«Depuis le mois d’avril, nous n’avons plus de champs. Les Burkinabés occupent nos plantations de cacao, café
et d’hévéa». Voilà le résumé que les autochtones bakoué font de leur nouvelle vie depuis l’invasion de Doba par
les Forces républicaines de Côte d’Ivoire (FRCI) en mars dernier. La sous-préfecture de Doba, située à 80 km à l’est du chef lieu de département, San Pedro, a été envahie par un commando de mercenaires burkinabé fin mars 2011. Agissant pour le compte de l’armée créée par le nouveau régime, ceux-ci ont commis des atrocités sur la population autochtone bakoué. Avec l’aide de la forte communauté burkinabé du village, ils ont chassé le sous-préfet et dépossédé bakoué et pro-Gbagbo de leurs biens. Aujourd’hui, la situation est plus que préoccupante.

La famille Kouamé, originaire du centre de la Côte d’Ivoire, dont les plantations ont été arrachées de force, est retournée dans son village natal. Comme elle, plusieurs personnes ayant subi le même sort ont sauvé leur vie en se réfugiant dans les forêts ou les campements environnants. A leur place, M. Prospère Tiendrébéogo, chef de la communauté burkinabé et ses compatriotes jouissent impunément du fruit de leur labeur. «Ils soutiennent que Gbagbo n’est plus là. Et qu’avec Dramane Ouattara, c’est leur tour de faire la loi», racontent les villageois exilés dont les témoignages ont été recueillis.

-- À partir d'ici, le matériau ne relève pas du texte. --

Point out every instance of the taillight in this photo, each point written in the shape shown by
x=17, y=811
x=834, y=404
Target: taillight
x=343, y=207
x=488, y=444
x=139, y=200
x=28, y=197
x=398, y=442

Lorsque le ministre Clément Nabo a effectué une visite dans la circonscription en mai dernier, le mercure avait baissé. Mais à peine parti, les nouveaux maîtres ont renforcé leur diktat : exploitation illicite de plantations, extorsion de fonds aux producteurs cacao-café, racket sur les routes et demande de rançon. L’intervention du sous-préfet qui a regagné son poste fin mai, n’a pu les faire fléchir, selon nos sources. Ces troupes burkinabè qui se réclament des FRCI et qui se croient tout permis, ont ignoré l’autorité du représentant de Ouattara. Ils ont plutôt demandé à leurs frères de ne libérer le moindre périmètre arraché aux Bakoué.
A ce jour, la population autochtone qui ne sait à quel Saint se vouer, sollicite l’intervention du chef de l’Etat, de l’ambassade du Burkina Faso, des organisations de droit de l’homme et de l’ONUCI. Selon eux, il s’agira pour ces autorités, de vérifier par elles-mêmes les faits afin de rendre justice.